ACA Cast

Implications of TransUnion v. Ramirez on Standing for Class Certifications and Class Actions

July 08, 2021 ACA International
ACA Cast
Implications of TransUnion v. Ramirez on Standing for Class Certifications and Class Actions
Show Notes

The TransUnion v. Ramirez  decision from the U.S. Supreme Court is likely to have massive implications for standing for class certification and class actions, and potentially for the en banc petition seeking a rehearing on the panel opinion issued in Hunstein v. Preferred Collection & Mgmt. Servs. Inc.

In the 5-4 opinion written by Justice Brett Kavanaugh, the court held that the class in the case did not have standing to sue—only the original plaintiff, Sergio Ramirez. Justices Clarence Thomas, Sonia Sotomayor, Stephen Breyer and Elena Kagan dissent on the opinion, ACA International previously reported.
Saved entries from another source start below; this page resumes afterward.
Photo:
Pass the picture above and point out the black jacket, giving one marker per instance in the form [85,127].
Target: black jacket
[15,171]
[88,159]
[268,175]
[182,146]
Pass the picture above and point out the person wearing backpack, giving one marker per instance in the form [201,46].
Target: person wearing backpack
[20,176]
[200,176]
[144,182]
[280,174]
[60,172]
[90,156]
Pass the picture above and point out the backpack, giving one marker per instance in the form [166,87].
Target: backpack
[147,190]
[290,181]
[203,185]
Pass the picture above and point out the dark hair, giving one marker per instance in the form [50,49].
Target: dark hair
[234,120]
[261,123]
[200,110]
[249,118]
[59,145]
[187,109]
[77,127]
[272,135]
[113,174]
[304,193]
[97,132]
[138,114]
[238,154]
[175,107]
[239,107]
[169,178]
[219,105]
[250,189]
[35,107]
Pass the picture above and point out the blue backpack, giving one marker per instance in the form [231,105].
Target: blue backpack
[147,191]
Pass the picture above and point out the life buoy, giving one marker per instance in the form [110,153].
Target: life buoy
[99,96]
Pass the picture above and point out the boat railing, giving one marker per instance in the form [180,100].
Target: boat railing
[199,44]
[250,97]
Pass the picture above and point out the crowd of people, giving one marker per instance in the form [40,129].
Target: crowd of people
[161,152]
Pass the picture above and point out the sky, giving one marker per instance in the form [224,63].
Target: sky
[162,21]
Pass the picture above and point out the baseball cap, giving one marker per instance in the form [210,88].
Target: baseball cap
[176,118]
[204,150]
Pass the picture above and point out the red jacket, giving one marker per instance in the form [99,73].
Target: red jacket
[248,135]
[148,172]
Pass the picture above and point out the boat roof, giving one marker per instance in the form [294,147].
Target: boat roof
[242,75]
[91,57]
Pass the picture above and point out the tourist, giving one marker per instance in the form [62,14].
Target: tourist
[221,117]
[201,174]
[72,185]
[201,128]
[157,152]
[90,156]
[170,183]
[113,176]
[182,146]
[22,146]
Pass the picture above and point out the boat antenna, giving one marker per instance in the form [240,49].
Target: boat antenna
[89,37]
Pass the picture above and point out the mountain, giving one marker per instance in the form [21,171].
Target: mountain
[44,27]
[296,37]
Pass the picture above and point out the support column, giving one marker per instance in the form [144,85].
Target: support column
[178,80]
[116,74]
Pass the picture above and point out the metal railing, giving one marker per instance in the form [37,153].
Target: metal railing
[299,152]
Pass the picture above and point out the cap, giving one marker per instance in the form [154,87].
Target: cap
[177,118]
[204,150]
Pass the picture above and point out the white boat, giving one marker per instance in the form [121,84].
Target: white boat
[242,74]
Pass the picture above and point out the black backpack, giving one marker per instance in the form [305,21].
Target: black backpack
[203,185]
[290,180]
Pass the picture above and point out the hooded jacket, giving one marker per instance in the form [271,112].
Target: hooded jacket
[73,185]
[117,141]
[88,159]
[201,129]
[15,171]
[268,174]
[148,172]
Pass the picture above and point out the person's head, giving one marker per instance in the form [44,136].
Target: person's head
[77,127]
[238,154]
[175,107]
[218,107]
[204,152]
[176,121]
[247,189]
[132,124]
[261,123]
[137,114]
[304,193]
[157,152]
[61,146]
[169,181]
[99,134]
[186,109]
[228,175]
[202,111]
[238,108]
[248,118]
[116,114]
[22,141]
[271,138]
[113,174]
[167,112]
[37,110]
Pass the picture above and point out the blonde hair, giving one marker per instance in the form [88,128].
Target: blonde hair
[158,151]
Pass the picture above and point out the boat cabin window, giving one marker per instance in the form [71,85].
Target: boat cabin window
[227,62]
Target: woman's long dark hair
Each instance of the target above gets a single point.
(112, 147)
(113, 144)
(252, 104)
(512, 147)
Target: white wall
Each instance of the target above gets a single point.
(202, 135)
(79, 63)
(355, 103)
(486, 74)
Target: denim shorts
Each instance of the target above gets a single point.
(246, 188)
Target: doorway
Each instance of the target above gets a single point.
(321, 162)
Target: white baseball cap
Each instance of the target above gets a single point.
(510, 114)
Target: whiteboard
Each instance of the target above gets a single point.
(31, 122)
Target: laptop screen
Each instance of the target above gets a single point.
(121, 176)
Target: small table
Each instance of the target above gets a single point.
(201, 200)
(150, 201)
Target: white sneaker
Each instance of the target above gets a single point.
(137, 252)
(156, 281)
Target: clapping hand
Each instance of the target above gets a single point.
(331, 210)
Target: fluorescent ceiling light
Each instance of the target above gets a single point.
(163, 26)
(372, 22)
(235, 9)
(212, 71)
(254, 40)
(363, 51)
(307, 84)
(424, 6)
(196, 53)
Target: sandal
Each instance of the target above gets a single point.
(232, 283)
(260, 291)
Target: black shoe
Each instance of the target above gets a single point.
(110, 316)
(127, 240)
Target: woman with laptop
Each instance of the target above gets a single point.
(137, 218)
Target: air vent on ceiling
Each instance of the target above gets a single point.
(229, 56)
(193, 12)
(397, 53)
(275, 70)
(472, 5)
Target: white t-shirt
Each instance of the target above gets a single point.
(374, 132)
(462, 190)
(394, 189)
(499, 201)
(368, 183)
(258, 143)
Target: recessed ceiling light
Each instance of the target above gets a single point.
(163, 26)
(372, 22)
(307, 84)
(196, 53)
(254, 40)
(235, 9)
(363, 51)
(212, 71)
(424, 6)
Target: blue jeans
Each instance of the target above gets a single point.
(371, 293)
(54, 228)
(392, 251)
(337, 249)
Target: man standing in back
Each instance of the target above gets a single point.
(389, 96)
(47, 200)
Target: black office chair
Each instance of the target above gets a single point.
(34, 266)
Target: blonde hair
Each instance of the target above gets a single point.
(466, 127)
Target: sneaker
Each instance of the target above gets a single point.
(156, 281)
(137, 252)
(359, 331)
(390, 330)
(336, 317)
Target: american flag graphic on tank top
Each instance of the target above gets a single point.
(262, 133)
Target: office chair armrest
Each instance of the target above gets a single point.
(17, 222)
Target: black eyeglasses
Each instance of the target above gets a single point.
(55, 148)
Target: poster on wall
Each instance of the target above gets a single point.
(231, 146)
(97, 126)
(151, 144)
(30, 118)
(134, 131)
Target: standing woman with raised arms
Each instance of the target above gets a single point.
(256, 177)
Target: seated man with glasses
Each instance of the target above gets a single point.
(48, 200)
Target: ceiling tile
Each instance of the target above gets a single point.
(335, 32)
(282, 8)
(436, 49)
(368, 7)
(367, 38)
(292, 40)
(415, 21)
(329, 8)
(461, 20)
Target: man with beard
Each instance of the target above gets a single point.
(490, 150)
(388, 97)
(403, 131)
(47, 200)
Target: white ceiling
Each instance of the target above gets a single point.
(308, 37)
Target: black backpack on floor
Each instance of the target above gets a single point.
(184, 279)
On this episode of ACA Cast,  Jason Tompkins and Jonathan Hoffmann, partners at Balch & Bingham LLP, talk with ACA Director of Education Kelli Krueger about the implications of the Supreme Court's decision on other case law and at the state level.

They also reference a footnote in the court's opinion:

For the first time in this court, the plaintiffs also argue that TransUnion “published” the class members’ information internally—for example, to employees within TransUnion and to the vendors that printed and sent the mailings that the class members received. That new argument is forfeited. In any event, it is unavailing. Many American courts did not traditionally recognize intra-company disclosures as actionable publications for purposes of the tort of defamation. See, e.g., Chalkley v. Atlantic Coast Line R. Co., 150 Va. 301, 326–328, 143 S. E. 631, 638–639 (1928). Nor have they necessarily recognized disclosures to printing vendors as actionable publications. See, e.g., Mack v. Delta Air Lines, Inc., 639 Fed. Appx. 582, 586 (CA11 2016). Moreover, even the plaintiffs’ cited cases require evidence that the defendant actually “brought an idea to the perception of another,” Restatement of Torts Section 559, Comment a, p. 140 (1938),  the defendant actually “brought an idea to the perception of another,” Restatement of Torts Section 559, Comment a, p. 140 (1938), and thus generally require evidence that the document was actually read and not merely processed, cf. Ostrowe v. Lee, 256 N. Y. 36, 38–39, 175 N. E. 505, 505–506 (1931) (Cardozo, C. J.).That evidence is lacking here. In short, the plaintiffs’ internal publication theory circumvents a fundamental requirement of an ordinary defamation claim—publication—and does not bear a sufficiently “close relationship” to the traditional defamation tort to qualify for Article III standing.